Nel ricorso presentato dall’avvocata Titti Carrano (che ha precedentemente ottenuto la condanna dell’Italia per il caso Talpis) insieme alla avvocata Sara Menichetti, non è stato chiesto alla Corte di Strasburgo di esprimersi sull’assoluzione degli imputati ma sulla motivazione della sentenza di assoluzione che si fondò su pregiudizi e stereotipi sessisti che stigmatizzarono i comportamenti della donna, le sue scelte sessuali, persino l’abbigliamento.

Quella sentenza della Corte d’appello di cui scrissi nel 2015 , raccontando le proteste delle attiviste per i diritti delle donne che manifestarono per le strade di Firenze, richiamava alla memoria Processo per Stupro.

Il documentario di Loredana Rotondo venne trasmesso dalla Rai nel 1979 denunciando i pregiudizi morali contro le vittime di stupro nei nostri tribunali.

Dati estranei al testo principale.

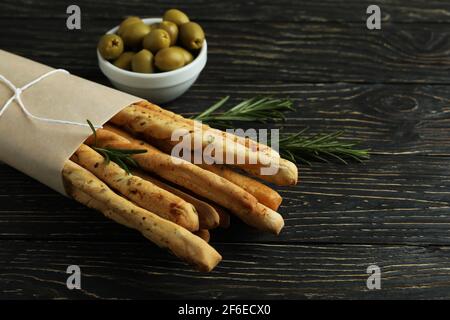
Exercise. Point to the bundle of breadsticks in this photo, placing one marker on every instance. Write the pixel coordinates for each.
(175, 203)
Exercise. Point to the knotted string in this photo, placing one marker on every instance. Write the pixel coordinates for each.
(18, 98)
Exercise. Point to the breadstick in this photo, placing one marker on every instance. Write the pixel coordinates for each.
(140, 191)
(263, 193)
(194, 178)
(249, 143)
(207, 215)
(163, 233)
(287, 174)
(204, 234)
(140, 120)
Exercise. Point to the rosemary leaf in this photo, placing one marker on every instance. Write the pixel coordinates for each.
(121, 157)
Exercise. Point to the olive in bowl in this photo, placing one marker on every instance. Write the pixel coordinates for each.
(158, 87)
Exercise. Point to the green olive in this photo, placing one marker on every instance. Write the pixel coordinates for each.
(110, 46)
(133, 35)
(172, 30)
(188, 57)
(128, 22)
(176, 16)
(169, 59)
(192, 36)
(142, 62)
(156, 40)
(124, 61)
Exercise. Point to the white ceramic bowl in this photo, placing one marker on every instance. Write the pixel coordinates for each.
(156, 87)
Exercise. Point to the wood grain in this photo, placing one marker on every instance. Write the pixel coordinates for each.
(235, 10)
(389, 88)
(254, 271)
(264, 52)
(396, 199)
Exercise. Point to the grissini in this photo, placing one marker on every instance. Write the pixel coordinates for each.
(163, 233)
(204, 234)
(263, 193)
(287, 171)
(207, 215)
(140, 120)
(249, 143)
(224, 217)
(287, 174)
(144, 193)
(195, 179)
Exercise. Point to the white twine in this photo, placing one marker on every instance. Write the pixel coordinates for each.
(17, 97)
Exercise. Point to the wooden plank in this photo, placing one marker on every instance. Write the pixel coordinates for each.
(392, 199)
(389, 119)
(265, 52)
(250, 271)
(235, 10)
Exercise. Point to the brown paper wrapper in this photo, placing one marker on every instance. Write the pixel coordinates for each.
(37, 148)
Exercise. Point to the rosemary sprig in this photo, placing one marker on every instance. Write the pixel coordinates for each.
(297, 147)
(120, 156)
(300, 147)
(256, 109)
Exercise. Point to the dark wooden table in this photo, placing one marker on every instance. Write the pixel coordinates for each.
(389, 88)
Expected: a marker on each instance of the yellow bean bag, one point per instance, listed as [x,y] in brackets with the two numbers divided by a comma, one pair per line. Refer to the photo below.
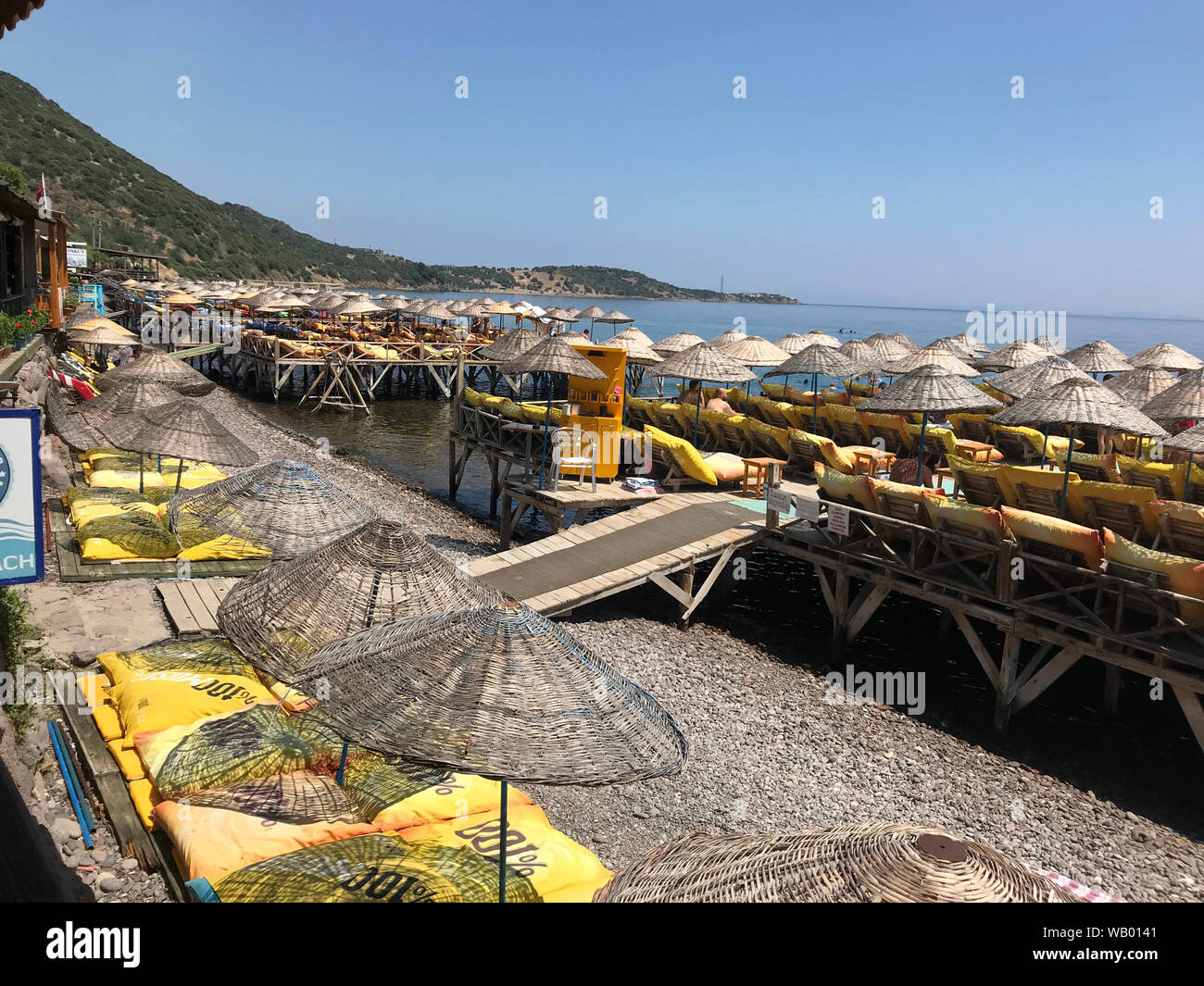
[1027,525]
[843,488]
[1185,576]
[684,454]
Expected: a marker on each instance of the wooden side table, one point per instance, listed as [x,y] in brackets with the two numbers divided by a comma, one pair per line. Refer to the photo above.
[757,471]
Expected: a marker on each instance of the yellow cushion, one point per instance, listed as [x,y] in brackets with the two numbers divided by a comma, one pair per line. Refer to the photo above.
[1051,530]
[684,454]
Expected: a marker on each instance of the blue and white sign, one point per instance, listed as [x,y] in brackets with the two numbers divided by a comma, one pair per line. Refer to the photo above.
[20,499]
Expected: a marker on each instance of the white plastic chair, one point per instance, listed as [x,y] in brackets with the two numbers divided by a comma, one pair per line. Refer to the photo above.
[577,450]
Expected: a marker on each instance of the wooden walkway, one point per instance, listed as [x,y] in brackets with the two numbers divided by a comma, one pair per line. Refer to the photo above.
[658,542]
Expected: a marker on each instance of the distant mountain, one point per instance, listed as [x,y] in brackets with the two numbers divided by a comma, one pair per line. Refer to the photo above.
[95,182]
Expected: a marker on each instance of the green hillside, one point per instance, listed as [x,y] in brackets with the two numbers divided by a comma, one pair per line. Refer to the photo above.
[95,182]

Sono trascorsi più di 40 anni da quella denuncia eppure le donne continuano ad essere vittimizzate e umiliate nei tribunali italiani che non sempre garantiscono un processo equo e libero da pregiudizi.

La Corte di Strasburgo ha colto i limiti della sentenza dei giudici fiorentini e ha ritenuto che i diritti e gli interessi della ricorrente derivanti dall’articolo 8 della Convenzione europea dei diritti dell’uomo, sul diritto al rispetto della vita privata e familiare, non sono stati adeguatamente tutelati. “Ne consegue – si legge nella sentenza Cedu – che le autorità nazionali non hanno tutelato la ricorrente dalla vittimizzazione secondaria durante tutto il procedimento, di cui la redazione della sentenza è parte integrante”.

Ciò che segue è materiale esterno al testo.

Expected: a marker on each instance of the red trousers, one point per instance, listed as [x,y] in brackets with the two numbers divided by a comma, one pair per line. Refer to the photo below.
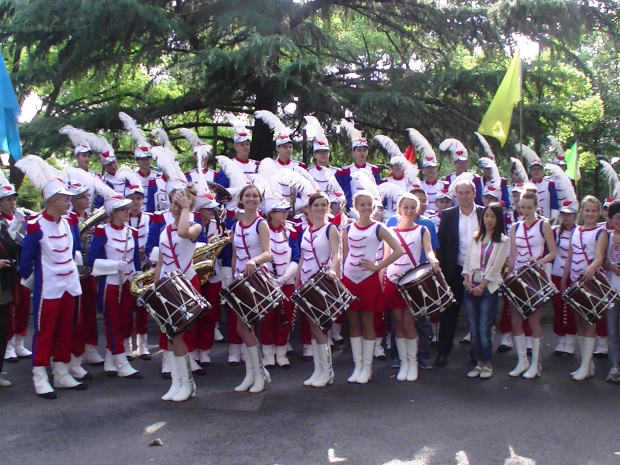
[53,327]
[117,317]
[205,327]
[19,313]
[563,317]
[271,331]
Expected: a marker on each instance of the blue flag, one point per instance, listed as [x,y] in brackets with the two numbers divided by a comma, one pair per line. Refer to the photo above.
[9,113]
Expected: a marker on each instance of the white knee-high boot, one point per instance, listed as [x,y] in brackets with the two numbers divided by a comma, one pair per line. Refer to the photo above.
[522,364]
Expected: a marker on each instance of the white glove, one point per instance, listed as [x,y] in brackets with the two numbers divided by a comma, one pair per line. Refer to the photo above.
[125,267]
[226,275]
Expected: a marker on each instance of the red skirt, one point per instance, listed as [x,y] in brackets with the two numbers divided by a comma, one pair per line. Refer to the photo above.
[368,292]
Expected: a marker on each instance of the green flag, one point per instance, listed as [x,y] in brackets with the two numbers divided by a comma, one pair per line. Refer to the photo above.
[496,121]
[572,163]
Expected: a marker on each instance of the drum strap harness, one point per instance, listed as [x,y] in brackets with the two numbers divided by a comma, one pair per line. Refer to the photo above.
[174,252]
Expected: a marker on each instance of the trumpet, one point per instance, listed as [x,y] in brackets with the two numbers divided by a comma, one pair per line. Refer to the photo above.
[203,259]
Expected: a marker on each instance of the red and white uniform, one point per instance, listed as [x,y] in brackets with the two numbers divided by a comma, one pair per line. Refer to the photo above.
[530,243]
[320,176]
[248,167]
[363,244]
[47,257]
[432,189]
[583,242]
[316,250]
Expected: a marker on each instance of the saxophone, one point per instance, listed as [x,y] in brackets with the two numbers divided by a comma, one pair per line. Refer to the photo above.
[203,259]
[86,234]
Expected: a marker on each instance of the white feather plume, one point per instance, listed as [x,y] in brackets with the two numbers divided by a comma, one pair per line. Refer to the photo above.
[38,171]
[313,123]
[466,175]
[612,176]
[453,146]
[559,151]
[485,146]
[166,159]
[389,146]
[234,174]
[162,137]
[268,180]
[296,181]
[353,133]
[420,143]
[98,144]
[390,190]
[365,179]
[133,129]
[528,153]
[563,185]
[76,136]
[519,169]
[272,121]
[410,172]
[235,122]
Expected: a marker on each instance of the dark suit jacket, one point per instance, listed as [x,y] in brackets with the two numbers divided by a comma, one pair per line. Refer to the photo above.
[449,240]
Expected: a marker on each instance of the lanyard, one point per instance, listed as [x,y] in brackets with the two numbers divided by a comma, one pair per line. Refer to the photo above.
[483,255]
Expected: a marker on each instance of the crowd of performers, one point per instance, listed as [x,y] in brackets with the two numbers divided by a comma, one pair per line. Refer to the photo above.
[293,223]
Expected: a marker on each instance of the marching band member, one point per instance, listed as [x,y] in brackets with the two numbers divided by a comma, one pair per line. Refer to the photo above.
[482,272]
[460,157]
[547,194]
[564,325]
[14,221]
[588,246]
[431,183]
[360,275]
[458,225]
[177,243]
[359,148]
[490,175]
[47,264]
[320,152]
[414,239]
[201,157]
[241,145]
[251,250]
[206,209]
[319,249]
[152,185]
[139,220]
[530,239]
[114,257]
[612,267]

“La sentenza di Strasburgo rende giustizia alla donna ma anche a tutte le donne che quando denunciano devono affrontare un percorso giudiziario in cui subiscono vittimizzazione secondaria – ha dichiarato l’avvocata Titti Carrano – con l’effetto di scoraggiarle dal presentare denuncia. La Corte di Strasburgo ritiene deplorevole e irrilevante il riferimento nella sentenza di assoluzione della Corte d’Appello di Firenze, alla vita personale, alle attività artistiche e culturali, all’abbigliamento e all’orientamento sessuale che furono poste alla base dell’attendibilità della testimonianza della donna con una ingiustificabile ingerenza nella sua vita privata. La vita e la dignità di questa donna sono state calpestate, così come sono state calpestate la riservatezza, la dignità, l’immagine”.

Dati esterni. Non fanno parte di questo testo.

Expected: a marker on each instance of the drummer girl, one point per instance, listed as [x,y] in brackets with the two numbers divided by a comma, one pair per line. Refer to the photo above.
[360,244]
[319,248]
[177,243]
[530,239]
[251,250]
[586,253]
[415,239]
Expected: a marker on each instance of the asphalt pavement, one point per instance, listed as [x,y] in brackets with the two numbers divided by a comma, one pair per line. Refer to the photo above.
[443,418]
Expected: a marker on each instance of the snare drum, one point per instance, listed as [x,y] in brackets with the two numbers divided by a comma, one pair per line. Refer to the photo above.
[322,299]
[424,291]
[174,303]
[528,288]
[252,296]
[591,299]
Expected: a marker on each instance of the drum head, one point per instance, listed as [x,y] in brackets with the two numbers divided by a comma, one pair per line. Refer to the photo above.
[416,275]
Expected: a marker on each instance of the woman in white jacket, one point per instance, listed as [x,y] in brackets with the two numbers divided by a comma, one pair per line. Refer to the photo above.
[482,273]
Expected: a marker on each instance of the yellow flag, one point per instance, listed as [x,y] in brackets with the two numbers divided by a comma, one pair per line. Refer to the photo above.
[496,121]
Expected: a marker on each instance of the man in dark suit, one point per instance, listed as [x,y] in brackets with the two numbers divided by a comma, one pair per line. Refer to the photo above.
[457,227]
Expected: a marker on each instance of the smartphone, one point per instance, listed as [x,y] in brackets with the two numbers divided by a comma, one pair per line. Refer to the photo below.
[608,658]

“Eppure da tempo le norme nazionali e internazionali – continua Carrano – richiamate in questa sentenza della CEDU chiedono la tutela e la protezione della vittima. Mi auguro che il governo italiano accetti questa condanna senza ricorrere alla Grande Camera e che si adoperi concretamente per le attività di prevenzione e formazione degli operatori di giustizia affinché non si ripetano ulteriori eche da tempo si denuncia il rischio di vittimizzazione secondaria nei tribunali e le sue nefaste conseguenze”.

Antonella Veltri, presidente Dire – donne in rete contro la violenza, in un comunicato stampa ha commentato la condanna dell’Italia: “La cultura della stupro resiste in Italia insieme agli stereotipi e ai pregiudizi sessisti sul ruolo della donna che sono stigmatizzati dalla Corte di Strasburgo e che leggiamo nella sentenza del tribunale di Firenze, a conferma dell’arretratezza culturale del sistema giudiziario italiano”.

Ora lo Stato italiano dovrà pagare un risarcimento a quella giovane donna che nel 2010 chiese giustizia e che andò incontro ad un (pre) giudizio morale assurdo e fuori tempo massimo.